Part     Tag Flag Cylinders     Size         Blocks
0 unassigned wm   1 - 1019  1019.00MB (1019/0/0) 2086912
1 unassigned wm   0            0      (0/0/0)          0
2     backup wu   0 - 1019  1020.00MB (1020/0/0) 2088960
3 unassigned wm   0            0      (0/0/0)          0
4 unassigned wm   0            0      (0/0/0)          0
5 unassigned wm   0            0      (0/0/0)          0
6 unassigned wm   0            0      (0/0/0)          0
7 unassigned wm   0            0      (0/0/0)          0
8       boot wu   0 -    0     1.00MB (1/0/0)       2048
9 unassigned wm   0            0      (0/0/0)          0


partition>
label
Ready to label disk, continue? y
 
partition> quit
format> quit


NOTE
Just for curiosity, the Flags column above can have 4 possible values:
  • wm : writable-mountable
  • wu : writable-unmountable
  • rm : readable-mountable
  • ru : readable-unmountble
One can also see that under an i86pc, s8 is assigned 1 cylinder, cylinder 0, for holding some boot information, which size, in this particular disk geometry, takes 2048 blocks totaling 1 MB. Therefore, each block is 512 bytes long, which suggests that a block is the same thing of a sector because, in general, it's invariably that long on current disks.
Invoke the format command once more to double-check the results.

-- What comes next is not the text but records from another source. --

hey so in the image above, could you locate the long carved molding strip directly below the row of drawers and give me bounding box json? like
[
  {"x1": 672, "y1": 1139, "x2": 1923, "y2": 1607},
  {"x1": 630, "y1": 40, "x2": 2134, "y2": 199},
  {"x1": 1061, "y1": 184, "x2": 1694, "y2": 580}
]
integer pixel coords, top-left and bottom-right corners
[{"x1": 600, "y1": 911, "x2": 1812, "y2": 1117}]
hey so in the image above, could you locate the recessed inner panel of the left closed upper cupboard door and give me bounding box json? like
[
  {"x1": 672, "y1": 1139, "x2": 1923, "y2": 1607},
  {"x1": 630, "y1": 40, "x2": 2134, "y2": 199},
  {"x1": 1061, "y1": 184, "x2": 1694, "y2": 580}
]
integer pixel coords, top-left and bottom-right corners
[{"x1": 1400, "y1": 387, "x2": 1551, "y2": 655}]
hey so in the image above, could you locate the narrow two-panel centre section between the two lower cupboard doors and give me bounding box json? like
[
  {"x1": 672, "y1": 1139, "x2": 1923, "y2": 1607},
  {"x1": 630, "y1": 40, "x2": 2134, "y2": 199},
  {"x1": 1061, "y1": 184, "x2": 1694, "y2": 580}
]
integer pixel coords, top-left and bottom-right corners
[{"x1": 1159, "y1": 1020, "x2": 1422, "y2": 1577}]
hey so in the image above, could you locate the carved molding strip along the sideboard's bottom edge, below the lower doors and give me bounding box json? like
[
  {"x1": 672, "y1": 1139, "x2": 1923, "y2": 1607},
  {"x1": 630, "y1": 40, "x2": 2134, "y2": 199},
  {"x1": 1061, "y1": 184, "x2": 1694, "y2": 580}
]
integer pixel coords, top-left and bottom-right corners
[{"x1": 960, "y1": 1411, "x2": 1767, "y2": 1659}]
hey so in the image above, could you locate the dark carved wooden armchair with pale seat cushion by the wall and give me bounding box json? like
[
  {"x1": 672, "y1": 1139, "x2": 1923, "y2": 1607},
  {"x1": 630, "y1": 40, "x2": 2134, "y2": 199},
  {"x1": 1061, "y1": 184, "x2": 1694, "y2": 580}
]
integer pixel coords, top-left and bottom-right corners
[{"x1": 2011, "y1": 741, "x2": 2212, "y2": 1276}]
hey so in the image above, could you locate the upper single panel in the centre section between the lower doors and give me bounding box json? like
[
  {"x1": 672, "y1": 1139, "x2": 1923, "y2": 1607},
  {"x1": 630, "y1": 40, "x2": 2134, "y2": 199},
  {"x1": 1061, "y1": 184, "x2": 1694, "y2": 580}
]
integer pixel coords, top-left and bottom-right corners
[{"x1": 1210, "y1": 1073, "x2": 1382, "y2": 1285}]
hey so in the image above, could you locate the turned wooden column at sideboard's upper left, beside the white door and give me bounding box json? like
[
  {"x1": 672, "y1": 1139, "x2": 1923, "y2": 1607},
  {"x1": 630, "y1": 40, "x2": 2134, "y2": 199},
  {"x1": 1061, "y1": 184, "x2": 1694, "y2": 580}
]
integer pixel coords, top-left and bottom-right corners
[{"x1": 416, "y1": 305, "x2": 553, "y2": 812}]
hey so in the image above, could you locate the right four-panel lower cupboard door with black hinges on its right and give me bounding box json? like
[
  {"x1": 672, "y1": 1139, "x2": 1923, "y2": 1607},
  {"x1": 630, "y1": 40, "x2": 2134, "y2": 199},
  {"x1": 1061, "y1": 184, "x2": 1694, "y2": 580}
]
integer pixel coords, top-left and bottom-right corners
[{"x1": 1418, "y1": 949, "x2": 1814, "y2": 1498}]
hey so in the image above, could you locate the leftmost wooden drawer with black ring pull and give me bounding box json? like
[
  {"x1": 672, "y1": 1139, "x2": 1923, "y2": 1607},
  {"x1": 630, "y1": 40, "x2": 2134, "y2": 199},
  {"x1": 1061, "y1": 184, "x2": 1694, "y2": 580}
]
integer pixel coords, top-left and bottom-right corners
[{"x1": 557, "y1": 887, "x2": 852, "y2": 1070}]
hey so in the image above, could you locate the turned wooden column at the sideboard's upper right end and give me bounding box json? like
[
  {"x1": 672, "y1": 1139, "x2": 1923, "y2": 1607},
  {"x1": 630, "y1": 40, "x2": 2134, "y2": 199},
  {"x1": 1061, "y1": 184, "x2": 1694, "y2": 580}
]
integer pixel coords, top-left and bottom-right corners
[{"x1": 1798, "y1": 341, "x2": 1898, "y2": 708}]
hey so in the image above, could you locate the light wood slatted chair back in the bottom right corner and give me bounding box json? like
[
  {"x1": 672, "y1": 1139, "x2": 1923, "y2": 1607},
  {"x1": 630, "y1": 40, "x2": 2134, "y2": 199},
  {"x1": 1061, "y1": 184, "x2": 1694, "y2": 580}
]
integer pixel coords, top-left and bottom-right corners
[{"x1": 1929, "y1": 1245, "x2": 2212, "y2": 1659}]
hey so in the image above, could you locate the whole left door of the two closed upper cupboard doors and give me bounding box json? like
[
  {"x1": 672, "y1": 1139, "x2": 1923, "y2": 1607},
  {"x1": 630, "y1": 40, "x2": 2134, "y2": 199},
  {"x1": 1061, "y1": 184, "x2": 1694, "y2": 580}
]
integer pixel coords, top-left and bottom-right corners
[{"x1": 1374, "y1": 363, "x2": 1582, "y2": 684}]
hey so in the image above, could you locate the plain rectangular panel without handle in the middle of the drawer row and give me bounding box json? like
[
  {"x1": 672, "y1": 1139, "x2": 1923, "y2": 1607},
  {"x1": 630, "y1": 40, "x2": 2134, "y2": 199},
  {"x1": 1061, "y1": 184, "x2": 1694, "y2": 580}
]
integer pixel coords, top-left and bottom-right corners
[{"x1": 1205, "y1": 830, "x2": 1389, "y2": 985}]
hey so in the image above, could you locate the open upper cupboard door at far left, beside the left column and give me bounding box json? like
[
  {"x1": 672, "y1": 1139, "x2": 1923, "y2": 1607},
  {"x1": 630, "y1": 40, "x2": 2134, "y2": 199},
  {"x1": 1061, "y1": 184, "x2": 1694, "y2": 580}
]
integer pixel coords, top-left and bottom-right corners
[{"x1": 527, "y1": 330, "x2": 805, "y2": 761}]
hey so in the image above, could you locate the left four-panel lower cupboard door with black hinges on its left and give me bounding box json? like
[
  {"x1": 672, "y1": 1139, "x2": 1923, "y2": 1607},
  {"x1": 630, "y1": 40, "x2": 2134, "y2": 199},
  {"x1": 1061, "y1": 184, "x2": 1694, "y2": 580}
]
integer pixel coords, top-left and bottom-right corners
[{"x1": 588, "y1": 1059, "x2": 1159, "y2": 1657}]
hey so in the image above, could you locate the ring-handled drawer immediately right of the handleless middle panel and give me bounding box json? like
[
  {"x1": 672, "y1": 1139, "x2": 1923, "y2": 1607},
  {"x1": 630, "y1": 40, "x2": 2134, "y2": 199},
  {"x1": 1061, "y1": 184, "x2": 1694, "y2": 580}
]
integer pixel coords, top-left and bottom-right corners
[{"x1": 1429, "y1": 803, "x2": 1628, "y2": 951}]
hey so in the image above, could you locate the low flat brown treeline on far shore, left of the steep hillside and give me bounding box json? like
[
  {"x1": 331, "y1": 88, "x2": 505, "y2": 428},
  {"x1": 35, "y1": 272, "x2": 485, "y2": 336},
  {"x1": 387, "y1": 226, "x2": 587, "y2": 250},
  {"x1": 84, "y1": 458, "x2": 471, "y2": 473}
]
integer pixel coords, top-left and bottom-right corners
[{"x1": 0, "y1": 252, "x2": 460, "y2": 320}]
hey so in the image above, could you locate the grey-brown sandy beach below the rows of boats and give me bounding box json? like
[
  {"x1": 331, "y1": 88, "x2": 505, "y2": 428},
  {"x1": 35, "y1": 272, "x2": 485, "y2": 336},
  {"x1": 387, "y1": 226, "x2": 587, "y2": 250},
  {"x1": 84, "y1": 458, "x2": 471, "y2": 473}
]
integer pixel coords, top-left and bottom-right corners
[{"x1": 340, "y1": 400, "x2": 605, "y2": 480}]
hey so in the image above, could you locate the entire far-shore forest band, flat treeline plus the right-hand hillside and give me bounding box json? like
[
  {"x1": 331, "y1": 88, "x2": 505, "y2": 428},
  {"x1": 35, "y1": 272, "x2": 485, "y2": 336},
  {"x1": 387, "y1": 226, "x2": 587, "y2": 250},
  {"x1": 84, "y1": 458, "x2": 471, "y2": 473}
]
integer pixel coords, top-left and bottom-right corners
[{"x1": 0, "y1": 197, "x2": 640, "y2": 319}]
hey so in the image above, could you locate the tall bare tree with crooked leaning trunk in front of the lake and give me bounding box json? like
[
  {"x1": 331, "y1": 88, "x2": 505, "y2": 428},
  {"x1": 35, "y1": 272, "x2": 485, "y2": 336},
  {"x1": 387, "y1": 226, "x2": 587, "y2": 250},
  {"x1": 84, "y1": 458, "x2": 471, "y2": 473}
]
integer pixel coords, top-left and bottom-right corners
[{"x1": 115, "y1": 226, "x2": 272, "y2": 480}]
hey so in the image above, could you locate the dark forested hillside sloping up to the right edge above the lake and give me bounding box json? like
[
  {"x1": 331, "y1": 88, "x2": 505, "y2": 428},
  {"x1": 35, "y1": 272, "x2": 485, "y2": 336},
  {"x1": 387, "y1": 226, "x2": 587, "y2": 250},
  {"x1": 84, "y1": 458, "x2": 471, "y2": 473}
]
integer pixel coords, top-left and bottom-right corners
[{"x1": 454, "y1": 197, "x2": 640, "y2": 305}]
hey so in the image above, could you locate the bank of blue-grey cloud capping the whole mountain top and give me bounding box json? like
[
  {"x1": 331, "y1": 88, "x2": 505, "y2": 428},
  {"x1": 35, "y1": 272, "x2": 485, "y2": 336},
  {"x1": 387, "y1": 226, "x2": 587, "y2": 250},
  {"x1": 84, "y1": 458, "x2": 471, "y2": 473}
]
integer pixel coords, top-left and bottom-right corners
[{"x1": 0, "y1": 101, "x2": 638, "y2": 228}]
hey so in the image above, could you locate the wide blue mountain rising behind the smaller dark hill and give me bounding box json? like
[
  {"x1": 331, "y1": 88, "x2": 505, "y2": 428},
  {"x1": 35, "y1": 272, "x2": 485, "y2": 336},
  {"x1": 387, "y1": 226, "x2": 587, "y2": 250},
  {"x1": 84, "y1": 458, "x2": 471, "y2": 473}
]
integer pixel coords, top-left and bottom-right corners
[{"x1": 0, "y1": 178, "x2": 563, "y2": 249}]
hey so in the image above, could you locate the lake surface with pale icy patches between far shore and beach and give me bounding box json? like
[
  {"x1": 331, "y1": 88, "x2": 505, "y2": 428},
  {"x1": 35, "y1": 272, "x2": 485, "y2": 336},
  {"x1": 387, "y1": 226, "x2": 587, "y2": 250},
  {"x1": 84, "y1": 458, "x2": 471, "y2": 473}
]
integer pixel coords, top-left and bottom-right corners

I have faced a situation that upon doing so, the following message appeared:

Note: detected additional allowable expansion storage space
that can be added to current SMI label's computed capacity.
Select to adjust the label capacity.


In following the above instructions another messaged appeared:
(which I noted that s0 hadn't been updated accordingly)

Expansion of label cannot be undone; continue (y/n) ? y
The expanded capacity was added to the disk label and "s2".
Disk label was written to disk. 


So to close the above loop, I repeated all the previously shown steps since the modify sub-command and all seemed fine since then. This time I "gained" just 1 MB, but who knows?

NOTE
It's noticeable that partition 2 (slice s2) overlaps with partition 0 (slice s0). This is not an issue, but forces the use of -f flag with the zfs attach command. It should be said that this slice must be kept in order to make possible an eventual (re)installation of the boot-loader (at least under the i86pc platform).
Now that things are presumably more clear, it can be recognized as simple after all, which, in fact, it is. But one issue remains: it's not automated, thus inefficient or impractical if many systems are to be prepared in a row, such as on a not so small virtualization or cloud infrastructure. Fortunately the procedure can be streamlined, as long as all the disks have equal geometry (which makes sense for deployments in large chunks). What needs to be done is:
  1. Do the manual process once and then save the result as a template:
    # prtvtoc /dev/rdsk/c8t1d0s2 >/tmp/vtoc-template
     
  2. Repeatedly apply the template, preferably via some ordinary scripting strategy:
    # fmthard -s /tmp/vtoc-template /dev/rdsk/c?[t?]d?s2 
       
 And that's it for SMI (VTOC) labeled disks preparation for ZFS.